I Want Out.
2005-09-26, 3:20 p.m.
I was reading the obituary for a CC instructor the other day (the one featured in this article). I knew the guy, but not well, but his life blew me away. Dude didn't have a regular job. He made enough money over the summer selling tie-dye to live off of- AND to go traveling around the world all the time.
I was all, "That's a fantasy life! Nobody really DOES THAT!"
And yet, this guy did.
I don't know how.
I fear that the Saturn Return is really starting to bite me in the ass.
I had a great time in the O.C. Didn't really do the tourist-type stuff, just hung out and shopped and went to the beach and whatnot. It was more like what it was like to live there rather than what it was like to tour there. It was laid back and beautiful and there were palm trees and mellow weather everywhere. And best of all, it wasn't here. And I wasn't the usual me.
Mom and I went to the California Pizza Kitchen in Walnut Creek on the way home from the hospital yesterday (Jess, this one actually had GOOD food. Surprise), and it was staffed by a bunch of young, kinda hot guys wearing all black dress-up clothes. I don't know what it is about guys wearing black buttondown shirts and pants, but it makes me hot. Anyway, I was checking them out when it occurred to me that FUCK! I couldn't date any of them were I given the opportunity, because I'm me and my life sucks and I can't bring someone else into it.
Look, it's SadDarkPainGirl, back again! It's like she never left, the fucking bitch.
I was not happy to return to the crappiness of Northern California, to see the nasty-ass brown hills from the plane. Driving back on the freeway, I kept reading signs like they were signs from southern California. Silicon Valley became Irvine Valley, Woodland became Disneyland, etc. But other than that little mental abberation, it was like I'd never left. Nothing was different. Everything was so fucking familiar and the same. Even my apartment, which was SUPPOSED to have been getting repairs while I was out, didn't get touched. The only different thing there was the money Heather left me for the PG&E bill.
I've lived in this end of the state all of my life. I've always wanted to go live in the other end of the state all of my life. But I never thought I could do that, unless I married for money. Not to mention the whole non-car-driving issue.
But Jess and Mike were all, "Hey, the bus system is great, and you could work at UCI, and they pay more, and the PG&E bills here are small, and the weather's like this all year round..." and suddenly, the idea seemed a little more plausible to me.
What do I have keeping me here besides the Dad dying situation any more? Almost all of my friends have moved away. I'm not exactly getting an influx of new, especially since I'm kind of at an awkward age for this town, and anyone cool I meet ends up moving in a year. I hate to say it because I like the situation otherwise, but I'm bored at work. *sigh* The only things that interest me here any more are the gym and the CC, and if I moved, the only thing irreplaceable would be the CC. This place is affordable and I can live here without a car, but my apartment is stressing me out, and moving to another one in town would probably not be much (if any) of an improvement. I know of no one here who thinks their apartment management is good. And the weather here is getting crappier (did I mention there's THUNDERSTORMS today? In the land where it normally doesn't rain until Halloween? WTF?), and I am not looking forward to another drenching local winter through which I slog around in the streets.
At least in the O.C. I'd have a friend, and it'd be different than here.
Not that I have any clue HOW to move, mind you. Plus I can't until after Dad dies anyway, and who the fuck knows when that will happen, so for now any real discussion of moving is pointless.
But after he dies... I think I want out of here.
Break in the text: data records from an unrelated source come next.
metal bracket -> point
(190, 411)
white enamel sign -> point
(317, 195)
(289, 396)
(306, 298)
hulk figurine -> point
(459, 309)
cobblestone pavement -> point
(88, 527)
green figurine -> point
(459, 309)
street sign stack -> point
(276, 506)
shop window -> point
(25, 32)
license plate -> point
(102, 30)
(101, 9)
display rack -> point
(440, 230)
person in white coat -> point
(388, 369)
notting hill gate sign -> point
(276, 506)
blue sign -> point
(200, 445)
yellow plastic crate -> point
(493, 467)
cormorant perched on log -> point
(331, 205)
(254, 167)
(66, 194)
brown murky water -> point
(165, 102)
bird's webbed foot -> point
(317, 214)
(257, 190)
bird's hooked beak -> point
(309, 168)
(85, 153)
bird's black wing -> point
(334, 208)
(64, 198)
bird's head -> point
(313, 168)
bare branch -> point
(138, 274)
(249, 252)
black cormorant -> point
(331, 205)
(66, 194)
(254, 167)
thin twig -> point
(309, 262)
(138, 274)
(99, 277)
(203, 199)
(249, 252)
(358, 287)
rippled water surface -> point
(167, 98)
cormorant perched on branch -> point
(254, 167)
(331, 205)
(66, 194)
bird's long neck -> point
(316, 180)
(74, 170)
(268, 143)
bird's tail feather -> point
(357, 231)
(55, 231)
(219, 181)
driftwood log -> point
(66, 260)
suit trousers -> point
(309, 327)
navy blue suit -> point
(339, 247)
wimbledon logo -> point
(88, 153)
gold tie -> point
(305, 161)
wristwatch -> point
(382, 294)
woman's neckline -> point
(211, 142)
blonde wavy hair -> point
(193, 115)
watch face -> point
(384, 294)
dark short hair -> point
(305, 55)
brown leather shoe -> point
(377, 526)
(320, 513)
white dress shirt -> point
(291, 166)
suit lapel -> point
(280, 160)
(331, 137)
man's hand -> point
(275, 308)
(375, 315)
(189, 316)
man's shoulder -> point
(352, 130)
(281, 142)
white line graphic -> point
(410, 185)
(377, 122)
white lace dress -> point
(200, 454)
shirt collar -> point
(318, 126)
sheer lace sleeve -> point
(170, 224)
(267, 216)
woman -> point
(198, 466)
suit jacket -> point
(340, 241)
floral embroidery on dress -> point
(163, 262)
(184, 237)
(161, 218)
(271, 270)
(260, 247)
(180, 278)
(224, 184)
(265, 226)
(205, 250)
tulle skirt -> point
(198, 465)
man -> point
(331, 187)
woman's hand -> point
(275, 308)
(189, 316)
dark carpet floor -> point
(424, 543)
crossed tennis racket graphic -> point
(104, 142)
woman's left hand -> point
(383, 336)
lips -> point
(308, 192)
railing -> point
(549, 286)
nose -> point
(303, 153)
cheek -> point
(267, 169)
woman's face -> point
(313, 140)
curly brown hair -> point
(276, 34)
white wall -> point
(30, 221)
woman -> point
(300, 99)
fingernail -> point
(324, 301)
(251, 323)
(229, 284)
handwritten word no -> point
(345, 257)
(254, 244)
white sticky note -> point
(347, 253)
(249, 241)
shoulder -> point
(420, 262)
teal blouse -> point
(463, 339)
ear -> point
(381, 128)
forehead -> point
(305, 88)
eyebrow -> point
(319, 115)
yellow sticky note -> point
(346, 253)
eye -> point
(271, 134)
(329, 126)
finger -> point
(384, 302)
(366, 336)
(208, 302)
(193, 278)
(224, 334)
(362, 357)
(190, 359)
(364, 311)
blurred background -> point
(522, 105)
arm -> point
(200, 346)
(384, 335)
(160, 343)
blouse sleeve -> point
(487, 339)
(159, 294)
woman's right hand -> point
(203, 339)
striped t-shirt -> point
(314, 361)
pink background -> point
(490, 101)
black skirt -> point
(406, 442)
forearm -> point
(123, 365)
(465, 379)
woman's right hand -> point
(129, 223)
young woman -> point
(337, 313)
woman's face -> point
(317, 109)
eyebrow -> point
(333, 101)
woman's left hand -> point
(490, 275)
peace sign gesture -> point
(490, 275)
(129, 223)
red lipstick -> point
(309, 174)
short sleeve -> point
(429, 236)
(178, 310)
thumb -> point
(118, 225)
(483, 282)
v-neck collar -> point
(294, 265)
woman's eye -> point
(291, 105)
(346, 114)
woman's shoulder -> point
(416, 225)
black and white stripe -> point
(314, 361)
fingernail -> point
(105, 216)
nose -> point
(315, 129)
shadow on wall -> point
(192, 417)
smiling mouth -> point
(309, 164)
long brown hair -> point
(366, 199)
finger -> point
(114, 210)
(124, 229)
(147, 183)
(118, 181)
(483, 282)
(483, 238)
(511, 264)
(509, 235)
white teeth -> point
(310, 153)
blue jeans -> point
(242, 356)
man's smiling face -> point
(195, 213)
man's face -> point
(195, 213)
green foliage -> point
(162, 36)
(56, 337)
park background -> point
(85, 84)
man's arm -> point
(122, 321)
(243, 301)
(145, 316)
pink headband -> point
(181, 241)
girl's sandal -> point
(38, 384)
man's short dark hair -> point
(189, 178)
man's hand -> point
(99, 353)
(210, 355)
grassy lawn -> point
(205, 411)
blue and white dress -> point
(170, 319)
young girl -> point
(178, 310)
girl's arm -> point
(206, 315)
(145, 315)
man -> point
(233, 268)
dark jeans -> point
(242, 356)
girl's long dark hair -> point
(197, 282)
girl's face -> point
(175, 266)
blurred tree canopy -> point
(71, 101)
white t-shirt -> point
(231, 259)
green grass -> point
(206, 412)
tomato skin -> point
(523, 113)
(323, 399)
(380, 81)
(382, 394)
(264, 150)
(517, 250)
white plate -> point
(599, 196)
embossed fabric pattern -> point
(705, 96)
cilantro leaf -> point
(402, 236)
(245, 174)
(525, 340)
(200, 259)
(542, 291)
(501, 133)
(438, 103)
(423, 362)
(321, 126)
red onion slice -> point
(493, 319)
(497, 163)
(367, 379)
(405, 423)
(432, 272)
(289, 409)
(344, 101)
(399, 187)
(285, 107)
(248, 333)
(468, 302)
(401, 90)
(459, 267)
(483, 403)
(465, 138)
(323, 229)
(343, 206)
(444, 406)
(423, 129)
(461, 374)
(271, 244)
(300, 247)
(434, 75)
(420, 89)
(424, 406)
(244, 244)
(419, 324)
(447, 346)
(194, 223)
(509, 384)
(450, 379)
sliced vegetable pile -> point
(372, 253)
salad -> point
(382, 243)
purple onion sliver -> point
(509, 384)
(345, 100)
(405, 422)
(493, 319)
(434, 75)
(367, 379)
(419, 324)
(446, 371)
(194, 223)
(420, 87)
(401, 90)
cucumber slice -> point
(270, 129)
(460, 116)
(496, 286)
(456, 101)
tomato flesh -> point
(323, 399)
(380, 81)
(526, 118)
That's a HELL of a thing for a Taurus to say, folks. We like safety. (Hell, my mom said she married my dad and stayed in the same town for almost all of her life because it was safe.) We don't like throwing sticks of dynamite into our lives. And yet here I am, considering upsetting the apple cart.
YIKES. Scares the crap out of me to even think it.
But... I'm so fucking tired of here. And if I don't blow things up, I may just be here in the same place, still single, still mostly local-friendless, with nothing changing, for... a long time.
I don't think I want that to happen...I just (a) have to wait on that, and (b) don't know how to put that sort of thing into motion once I can leave anyway. There are things I've always wanted to do, I just don't know HOW one gets there. I can't even figure out step one on that path.
As usual, I'm frustrated, can't do anything to fix that frustration, and am too stupid to be able to figure it out even if circumstances changed anyway.